Friday, July 11, 2008
The Bullfight
I jumped ahead of myself yesterday with a bland post simply because I realized it was time for the Festival de San Fermin and I wanted to say I’d been there and done that, to post photos that said as much, and to create envy and desire in those who had not. And of course, if you were not there then, you will never be or have been. But I went to the blog on CNN.com and read a hundred comments that this festival is cruel and unnecessary and that it does not matter if it is a cultural event any more than human sacrifice or stoning the condemned was. It is wrong.
I went to my first bullfight in Madrid before I got to Pamplona.

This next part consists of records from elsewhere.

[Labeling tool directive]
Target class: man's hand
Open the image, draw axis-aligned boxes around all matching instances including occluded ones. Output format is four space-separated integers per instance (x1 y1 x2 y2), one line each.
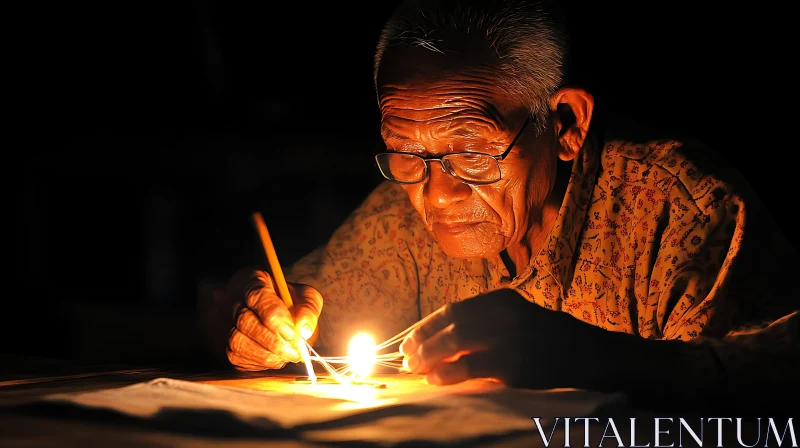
400 289 603 388
199 270 322 371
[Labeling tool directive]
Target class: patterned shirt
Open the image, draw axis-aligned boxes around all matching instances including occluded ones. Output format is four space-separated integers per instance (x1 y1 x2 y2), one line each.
287 124 800 390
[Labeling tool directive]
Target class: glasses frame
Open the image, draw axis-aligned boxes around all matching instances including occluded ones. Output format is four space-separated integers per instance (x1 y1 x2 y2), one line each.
374 115 531 185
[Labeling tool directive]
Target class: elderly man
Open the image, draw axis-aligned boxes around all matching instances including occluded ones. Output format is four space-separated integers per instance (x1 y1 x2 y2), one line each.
200 0 800 410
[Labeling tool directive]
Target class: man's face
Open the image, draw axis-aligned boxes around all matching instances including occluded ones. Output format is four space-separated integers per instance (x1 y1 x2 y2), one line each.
378 43 558 258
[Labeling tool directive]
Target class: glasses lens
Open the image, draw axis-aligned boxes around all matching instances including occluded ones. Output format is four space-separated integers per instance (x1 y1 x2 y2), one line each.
444 153 500 183
375 153 425 183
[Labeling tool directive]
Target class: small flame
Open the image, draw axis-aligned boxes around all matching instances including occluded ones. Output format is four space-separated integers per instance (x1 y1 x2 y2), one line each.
347 333 376 379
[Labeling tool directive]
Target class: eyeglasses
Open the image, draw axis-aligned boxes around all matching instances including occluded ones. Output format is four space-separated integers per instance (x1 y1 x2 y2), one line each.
375 117 530 185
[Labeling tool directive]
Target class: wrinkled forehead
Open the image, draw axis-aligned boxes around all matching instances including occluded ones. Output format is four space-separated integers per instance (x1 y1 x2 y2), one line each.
376 30 500 95
376 32 525 131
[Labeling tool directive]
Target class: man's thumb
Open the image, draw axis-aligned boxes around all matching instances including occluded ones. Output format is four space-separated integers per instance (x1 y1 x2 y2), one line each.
292 285 322 340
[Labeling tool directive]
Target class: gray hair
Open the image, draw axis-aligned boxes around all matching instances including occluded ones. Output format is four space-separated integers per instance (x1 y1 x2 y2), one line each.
373 0 569 136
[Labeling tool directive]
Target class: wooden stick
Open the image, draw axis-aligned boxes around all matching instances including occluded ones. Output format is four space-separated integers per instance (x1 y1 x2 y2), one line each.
253 212 317 383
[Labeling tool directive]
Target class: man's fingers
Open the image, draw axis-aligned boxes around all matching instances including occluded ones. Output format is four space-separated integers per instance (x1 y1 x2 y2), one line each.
407 324 487 373
245 286 297 341
289 285 322 339
400 303 456 355
227 329 286 370
426 352 494 386
236 308 302 362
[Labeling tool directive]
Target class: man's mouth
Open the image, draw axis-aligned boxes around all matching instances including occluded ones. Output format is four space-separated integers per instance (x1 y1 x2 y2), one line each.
431 221 480 233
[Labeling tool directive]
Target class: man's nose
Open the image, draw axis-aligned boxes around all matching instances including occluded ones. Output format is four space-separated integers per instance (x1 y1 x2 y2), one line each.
425 162 472 208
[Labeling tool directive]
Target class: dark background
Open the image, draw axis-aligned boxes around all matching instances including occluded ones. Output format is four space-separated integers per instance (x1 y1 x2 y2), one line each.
9 0 796 359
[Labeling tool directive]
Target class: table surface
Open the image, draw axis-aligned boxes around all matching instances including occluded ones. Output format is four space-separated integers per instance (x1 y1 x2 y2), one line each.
0 356 756 447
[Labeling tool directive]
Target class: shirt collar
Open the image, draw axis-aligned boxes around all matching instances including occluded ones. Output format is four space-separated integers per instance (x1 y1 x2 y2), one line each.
509 133 600 297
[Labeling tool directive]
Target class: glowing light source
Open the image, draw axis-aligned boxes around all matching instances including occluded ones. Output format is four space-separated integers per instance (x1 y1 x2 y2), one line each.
347 333 377 378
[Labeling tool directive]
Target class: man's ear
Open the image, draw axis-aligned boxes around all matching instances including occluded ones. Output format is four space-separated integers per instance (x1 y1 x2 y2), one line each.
550 87 594 161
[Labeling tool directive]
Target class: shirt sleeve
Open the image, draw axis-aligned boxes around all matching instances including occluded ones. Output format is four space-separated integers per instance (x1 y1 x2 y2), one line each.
642 188 750 340
286 183 425 353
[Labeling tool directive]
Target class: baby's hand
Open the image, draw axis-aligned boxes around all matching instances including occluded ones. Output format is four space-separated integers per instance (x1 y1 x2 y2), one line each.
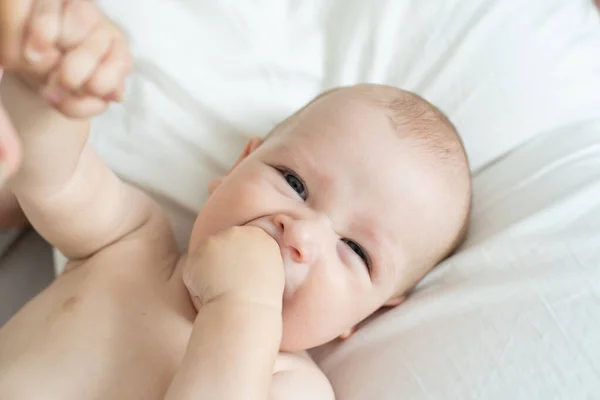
0 0 131 118
183 227 285 311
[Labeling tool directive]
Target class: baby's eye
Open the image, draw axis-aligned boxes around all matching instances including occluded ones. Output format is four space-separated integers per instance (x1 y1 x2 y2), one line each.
280 169 308 200
342 239 371 270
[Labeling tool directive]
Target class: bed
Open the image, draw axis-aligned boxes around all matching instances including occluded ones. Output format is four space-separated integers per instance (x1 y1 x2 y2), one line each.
1 0 600 400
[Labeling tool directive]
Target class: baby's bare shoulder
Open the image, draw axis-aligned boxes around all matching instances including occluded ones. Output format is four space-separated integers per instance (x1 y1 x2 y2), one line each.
271 352 335 400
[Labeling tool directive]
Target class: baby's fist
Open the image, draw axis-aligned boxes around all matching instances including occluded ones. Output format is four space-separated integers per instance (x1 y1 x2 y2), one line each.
183 226 285 310
0 0 132 118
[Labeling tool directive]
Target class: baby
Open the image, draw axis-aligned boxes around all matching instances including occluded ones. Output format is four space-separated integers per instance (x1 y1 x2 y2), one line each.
0 0 470 400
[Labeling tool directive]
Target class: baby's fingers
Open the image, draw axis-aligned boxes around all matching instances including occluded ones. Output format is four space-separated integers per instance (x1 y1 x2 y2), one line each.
42 71 108 118
85 38 132 101
23 0 63 72
58 25 115 93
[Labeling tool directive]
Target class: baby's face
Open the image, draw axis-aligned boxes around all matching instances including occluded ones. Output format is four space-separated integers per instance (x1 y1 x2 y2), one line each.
191 90 448 351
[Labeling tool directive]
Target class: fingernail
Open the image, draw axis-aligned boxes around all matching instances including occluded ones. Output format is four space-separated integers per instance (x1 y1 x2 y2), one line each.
42 88 63 104
25 46 43 64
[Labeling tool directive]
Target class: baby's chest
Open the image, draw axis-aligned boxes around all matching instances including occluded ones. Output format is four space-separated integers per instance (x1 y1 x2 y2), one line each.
0 248 193 400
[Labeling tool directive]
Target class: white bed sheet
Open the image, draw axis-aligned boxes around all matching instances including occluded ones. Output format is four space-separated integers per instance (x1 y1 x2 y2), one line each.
52 0 600 400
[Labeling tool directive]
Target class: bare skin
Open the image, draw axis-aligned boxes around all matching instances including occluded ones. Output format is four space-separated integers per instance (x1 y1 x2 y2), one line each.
0 0 469 400
0 0 333 400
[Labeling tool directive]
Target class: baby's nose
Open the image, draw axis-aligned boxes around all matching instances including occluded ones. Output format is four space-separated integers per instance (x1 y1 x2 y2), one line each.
275 215 321 264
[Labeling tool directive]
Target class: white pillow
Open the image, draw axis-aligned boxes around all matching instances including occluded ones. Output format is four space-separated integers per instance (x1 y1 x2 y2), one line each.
83 0 600 400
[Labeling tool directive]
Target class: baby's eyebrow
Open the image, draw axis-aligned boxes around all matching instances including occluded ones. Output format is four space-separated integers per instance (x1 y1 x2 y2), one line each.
351 217 392 278
277 143 335 188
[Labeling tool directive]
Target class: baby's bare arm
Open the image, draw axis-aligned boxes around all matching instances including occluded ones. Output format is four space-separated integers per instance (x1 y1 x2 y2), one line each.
165 299 281 400
0 75 152 259
269 353 335 400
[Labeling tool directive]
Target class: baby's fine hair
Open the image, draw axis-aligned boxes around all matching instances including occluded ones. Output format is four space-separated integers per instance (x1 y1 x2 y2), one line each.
267 84 471 262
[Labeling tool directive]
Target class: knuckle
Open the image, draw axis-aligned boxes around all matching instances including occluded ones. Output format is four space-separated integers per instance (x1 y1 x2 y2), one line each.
30 16 59 44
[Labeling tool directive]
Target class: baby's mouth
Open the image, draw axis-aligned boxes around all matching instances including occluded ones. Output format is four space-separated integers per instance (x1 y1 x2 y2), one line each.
244 217 281 248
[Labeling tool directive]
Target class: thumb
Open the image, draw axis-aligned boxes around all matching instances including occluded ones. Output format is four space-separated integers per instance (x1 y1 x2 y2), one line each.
0 0 34 69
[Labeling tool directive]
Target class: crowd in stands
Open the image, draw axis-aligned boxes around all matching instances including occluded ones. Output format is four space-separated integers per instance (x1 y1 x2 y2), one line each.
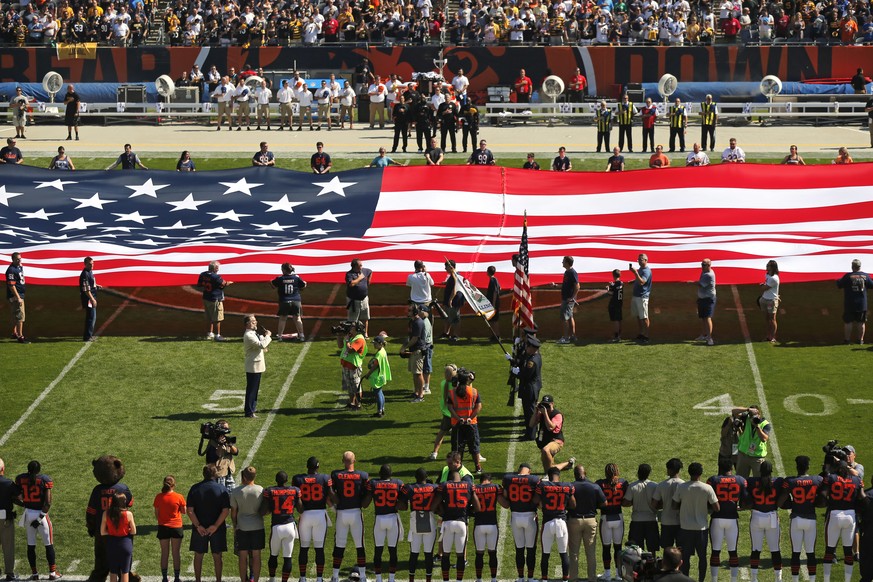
0 0 873 48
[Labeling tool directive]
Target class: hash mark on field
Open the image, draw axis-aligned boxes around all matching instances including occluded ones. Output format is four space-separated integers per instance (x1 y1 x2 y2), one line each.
245 285 340 470
731 285 785 475
0 287 141 447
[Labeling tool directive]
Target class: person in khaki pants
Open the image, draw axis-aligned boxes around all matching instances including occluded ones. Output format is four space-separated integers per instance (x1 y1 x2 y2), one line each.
567 465 606 582
0 459 17 580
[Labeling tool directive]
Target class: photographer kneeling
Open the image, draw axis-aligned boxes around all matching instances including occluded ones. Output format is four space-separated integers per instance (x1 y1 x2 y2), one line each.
731 406 773 477
655 546 693 582
529 394 576 480
198 419 239 491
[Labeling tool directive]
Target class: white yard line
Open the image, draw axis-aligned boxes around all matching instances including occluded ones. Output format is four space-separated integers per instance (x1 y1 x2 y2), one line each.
0 289 139 447
242 285 341 467
731 285 785 475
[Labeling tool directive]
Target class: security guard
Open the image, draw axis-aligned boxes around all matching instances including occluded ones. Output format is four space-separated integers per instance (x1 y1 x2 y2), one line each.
595 101 612 154
670 97 688 152
615 93 639 153
512 337 543 441
700 95 718 151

It was the day I had arrived on a long flight and I was drowsy, but we had tickets and I would go. I was not at all in favor of killing bulls for the sake of sport and was uncertain what my reaction to the fight might be. When they let the first bull into the ring, he ran around the ring shaking his head and stomping, then abruptly, he stopped dead still and threw his head into the air and let out a long, mournful wail. I am not making this up. You could not help but be moved. Then the picadors came on horseback to lance the bull’s neck muscles in order to weaken them so that its head would drop making it easier for the matador’s eventual show. The horses wore thick quilted blankets to protect them from the horns of the bull, but at least once that summer I saw a bull’s horn slip beneath the quilt and reach the horse’s belly. The horses never seemed to be doing this voluntarily. When the first blood is drawn, again, my sympathy was wholly with the bull. I thought of my dog, Wiley, being subjected to something as terrible as this.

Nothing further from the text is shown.